All day long he remained in that interiorized state. Toward evening, we went with him to the large hotel where the banquet was to be held. Arriving early, Guruji waited in a little room upstairs, quietly meditating. We disciples sat around him on the floor. After some time, he gazed at each of us in turn. I remember thinking, as he looked at me, “My beloved Guru is giving me a farewell darshan [the blessing bestowed by the sight of a God-realized being]. Then he went down to the banquet hall.
There was a large audience, which included city, state, and Government of India officials. I was sitting some distance from the speakers’ table, but my mind and gaze never left the blessed Guru’s face. Finally, the time came for him to speak. Gurudeva was the last to do so before Ambassador Sen was to address the gathering. As Guruji rose from his chair, my heart skipped a beat and I thought, “Oh, this is that moment!”

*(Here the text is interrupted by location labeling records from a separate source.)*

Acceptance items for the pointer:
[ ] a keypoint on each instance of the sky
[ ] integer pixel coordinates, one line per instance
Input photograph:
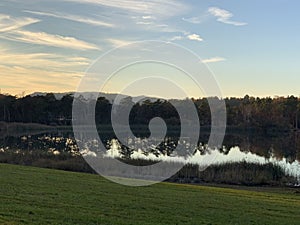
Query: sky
(251, 47)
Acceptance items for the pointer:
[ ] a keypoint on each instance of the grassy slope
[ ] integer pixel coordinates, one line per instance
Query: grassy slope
(41, 196)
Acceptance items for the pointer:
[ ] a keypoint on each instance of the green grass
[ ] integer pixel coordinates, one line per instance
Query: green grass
(41, 196)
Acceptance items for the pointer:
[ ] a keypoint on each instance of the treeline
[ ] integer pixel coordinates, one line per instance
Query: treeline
(268, 114)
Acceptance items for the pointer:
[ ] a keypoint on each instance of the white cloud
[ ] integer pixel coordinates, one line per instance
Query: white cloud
(42, 60)
(224, 16)
(147, 17)
(73, 18)
(7, 23)
(213, 60)
(162, 8)
(177, 38)
(194, 37)
(118, 42)
(42, 38)
(144, 23)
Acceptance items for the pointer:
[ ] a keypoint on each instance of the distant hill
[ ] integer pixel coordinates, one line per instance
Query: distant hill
(109, 96)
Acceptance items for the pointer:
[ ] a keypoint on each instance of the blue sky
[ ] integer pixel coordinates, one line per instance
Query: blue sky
(252, 47)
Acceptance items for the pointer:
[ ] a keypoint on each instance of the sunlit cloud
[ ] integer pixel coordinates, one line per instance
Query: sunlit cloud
(118, 42)
(18, 79)
(42, 60)
(162, 8)
(177, 38)
(43, 38)
(213, 60)
(75, 18)
(224, 16)
(194, 37)
(8, 23)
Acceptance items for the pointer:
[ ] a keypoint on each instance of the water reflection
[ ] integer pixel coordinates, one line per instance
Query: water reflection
(280, 150)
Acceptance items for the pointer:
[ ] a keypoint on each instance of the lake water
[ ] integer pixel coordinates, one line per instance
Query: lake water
(282, 150)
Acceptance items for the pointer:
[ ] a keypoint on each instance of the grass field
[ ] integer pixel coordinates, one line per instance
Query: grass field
(41, 196)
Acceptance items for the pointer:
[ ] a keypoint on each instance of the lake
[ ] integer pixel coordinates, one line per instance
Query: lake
(282, 150)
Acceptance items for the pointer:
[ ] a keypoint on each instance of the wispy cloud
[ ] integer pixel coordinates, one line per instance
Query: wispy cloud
(42, 60)
(224, 16)
(187, 36)
(177, 38)
(118, 42)
(42, 38)
(162, 8)
(75, 18)
(213, 60)
(197, 19)
(194, 37)
(8, 23)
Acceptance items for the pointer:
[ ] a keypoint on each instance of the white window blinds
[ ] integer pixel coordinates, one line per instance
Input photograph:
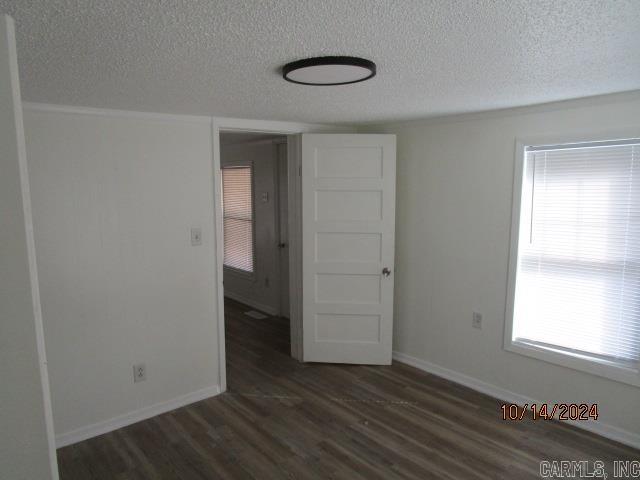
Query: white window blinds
(237, 205)
(578, 270)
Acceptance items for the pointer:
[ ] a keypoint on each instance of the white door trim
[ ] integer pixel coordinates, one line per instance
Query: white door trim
(292, 129)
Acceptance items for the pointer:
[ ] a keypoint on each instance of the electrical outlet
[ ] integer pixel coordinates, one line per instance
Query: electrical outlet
(196, 236)
(477, 320)
(139, 372)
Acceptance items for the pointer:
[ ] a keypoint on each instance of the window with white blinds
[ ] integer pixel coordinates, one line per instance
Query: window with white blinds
(237, 207)
(577, 285)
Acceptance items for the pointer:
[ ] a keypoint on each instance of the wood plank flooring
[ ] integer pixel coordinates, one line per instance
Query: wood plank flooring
(284, 419)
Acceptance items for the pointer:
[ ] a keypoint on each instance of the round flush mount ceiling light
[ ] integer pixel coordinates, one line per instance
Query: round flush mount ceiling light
(329, 70)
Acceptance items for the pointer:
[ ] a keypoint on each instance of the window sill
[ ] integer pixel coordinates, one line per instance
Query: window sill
(236, 272)
(594, 366)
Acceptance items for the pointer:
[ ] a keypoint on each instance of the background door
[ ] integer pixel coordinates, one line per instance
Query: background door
(348, 222)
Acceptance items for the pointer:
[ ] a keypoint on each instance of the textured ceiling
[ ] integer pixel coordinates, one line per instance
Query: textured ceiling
(222, 57)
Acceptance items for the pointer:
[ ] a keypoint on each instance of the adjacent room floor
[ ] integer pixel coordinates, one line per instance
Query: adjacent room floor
(284, 419)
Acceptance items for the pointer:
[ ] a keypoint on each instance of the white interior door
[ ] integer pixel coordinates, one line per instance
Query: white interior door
(348, 221)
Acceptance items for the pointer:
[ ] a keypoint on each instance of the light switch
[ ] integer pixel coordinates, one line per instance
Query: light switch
(196, 236)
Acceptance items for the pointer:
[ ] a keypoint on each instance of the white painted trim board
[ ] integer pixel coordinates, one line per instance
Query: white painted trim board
(106, 426)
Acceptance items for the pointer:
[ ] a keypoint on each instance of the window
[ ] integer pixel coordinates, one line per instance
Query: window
(575, 270)
(237, 207)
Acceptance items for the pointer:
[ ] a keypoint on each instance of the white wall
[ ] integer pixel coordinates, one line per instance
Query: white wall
(261, 289)
(454, 198)
(114, 197)
(25, 452)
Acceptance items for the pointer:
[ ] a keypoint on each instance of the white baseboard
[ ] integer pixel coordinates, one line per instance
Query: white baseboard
(95, 429)
(252, 303)
(609, 431)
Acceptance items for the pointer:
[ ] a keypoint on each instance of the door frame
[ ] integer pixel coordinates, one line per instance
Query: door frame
(294, 151)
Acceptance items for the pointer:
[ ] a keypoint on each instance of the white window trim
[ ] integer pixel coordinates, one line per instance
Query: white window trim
(594, 366)
(236, 272)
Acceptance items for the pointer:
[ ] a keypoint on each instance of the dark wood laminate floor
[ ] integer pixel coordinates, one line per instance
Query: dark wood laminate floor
(283, 419)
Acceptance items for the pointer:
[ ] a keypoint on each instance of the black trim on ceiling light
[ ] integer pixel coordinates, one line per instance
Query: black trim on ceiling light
(319, 61)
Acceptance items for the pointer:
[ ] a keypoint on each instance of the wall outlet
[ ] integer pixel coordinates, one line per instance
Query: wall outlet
(196, 236)
(476, 322)
(139, 373)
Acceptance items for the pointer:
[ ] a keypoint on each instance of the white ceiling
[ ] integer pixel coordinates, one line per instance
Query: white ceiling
(222, 57)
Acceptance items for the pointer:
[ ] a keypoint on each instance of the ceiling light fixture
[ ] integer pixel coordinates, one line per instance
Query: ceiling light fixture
(329, 71)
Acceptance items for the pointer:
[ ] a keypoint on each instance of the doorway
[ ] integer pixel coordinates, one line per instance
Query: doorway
(254, 192)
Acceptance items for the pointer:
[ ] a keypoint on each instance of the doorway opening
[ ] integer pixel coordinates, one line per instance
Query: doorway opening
(255, 222)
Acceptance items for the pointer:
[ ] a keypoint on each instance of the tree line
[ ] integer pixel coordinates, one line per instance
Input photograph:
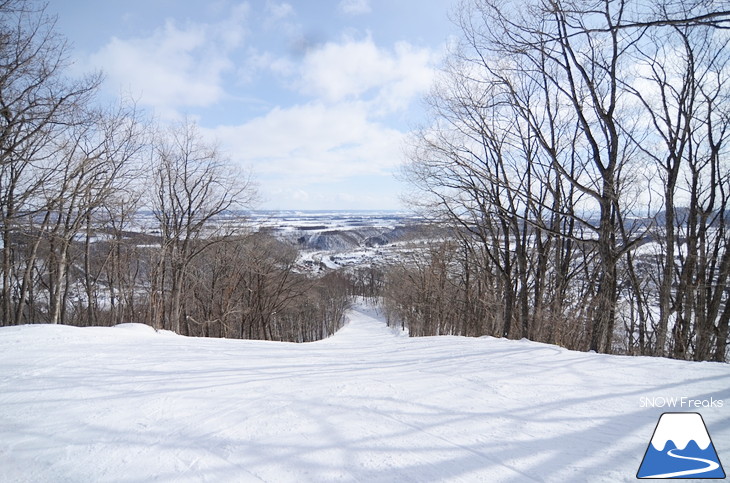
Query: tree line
(74, 179)
(578, 151)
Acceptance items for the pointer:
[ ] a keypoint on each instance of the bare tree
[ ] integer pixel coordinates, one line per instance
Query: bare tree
(193, 185)
(37, 105)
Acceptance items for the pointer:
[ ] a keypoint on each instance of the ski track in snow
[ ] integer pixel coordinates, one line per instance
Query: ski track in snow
(128, 404)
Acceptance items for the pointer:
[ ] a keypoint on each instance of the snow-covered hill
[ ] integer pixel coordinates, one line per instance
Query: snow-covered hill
(130, 404)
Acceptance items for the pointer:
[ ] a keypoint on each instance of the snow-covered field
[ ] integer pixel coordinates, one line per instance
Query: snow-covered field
(130, 404)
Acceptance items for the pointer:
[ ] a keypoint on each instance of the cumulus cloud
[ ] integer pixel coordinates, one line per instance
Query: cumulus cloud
(354, 69)
(177, 66)
(312, 142)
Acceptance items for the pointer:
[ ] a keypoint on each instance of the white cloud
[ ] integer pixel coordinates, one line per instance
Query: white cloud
(355, 7)
(355, 69)
(176, 66)
(314, 142)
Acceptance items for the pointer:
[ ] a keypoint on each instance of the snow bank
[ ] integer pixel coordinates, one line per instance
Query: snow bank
(131, 404)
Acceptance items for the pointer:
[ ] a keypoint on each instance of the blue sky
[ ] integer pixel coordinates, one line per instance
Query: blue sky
(316, 97)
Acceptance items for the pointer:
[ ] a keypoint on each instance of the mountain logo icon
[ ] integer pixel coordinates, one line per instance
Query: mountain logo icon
(681, 448)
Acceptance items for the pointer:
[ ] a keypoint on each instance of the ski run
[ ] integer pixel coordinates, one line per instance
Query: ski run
(128, 404)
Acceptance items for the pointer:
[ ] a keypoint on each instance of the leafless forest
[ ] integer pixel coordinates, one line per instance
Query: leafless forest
(576, 163)
(579, 151)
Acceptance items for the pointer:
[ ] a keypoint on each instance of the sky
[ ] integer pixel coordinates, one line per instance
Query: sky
(315, 97)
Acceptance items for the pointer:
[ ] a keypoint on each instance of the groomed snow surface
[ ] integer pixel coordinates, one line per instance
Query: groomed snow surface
(128, 404)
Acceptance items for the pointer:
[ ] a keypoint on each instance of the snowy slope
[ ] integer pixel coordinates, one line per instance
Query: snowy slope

When he began speaking, with such love for God, the whole audience was like one person; no one stirred. They were transfixed by the tremendous force of love that he was pouring from his heart upon all of them. Many lives were changed that night—including some who later entered the ashram as monastics and many others who became members of the society—because of that divine experience. His last words [from his poem, “My India”] were of the India he loved so much: “Where Ganges, woods, Himalayan caves, and men dream God—I am hallowed; my body touched that sod.”
As he uttered these words, he lifted his eyes to the Kutastha center [or Chirst Center, the point between the eyebrows], and his body slumped to the floor. In an instant—our feet seemed not to touch the ground—two of us disciples were by his side. Thinking that he might have gone into samadhi [an enlightened state of consciousness], we softly chanted Aum in his right ear. (Over the years he had told us that when he went into ecstasy, if after some time his consciousness did not return we could bring him out of that state by chanting “Aum” in his right ear.) As I was chanting, a miraculous experience took place. I do not know how to describe it to you, but as I knelt over my blessed Guru, I could see that his soul was leaving the body; and then a tremendous force entered my being. I say “tremendous” because it was an overwhelming blissful force of love, peace, and understanding. I remember thinking, “What is this?” My consciousness was lifted up in such a way that I could feel no sorrow, I could shed no tears; and it has been so from that day to this, because I know beyond any doubt that he is truly with me.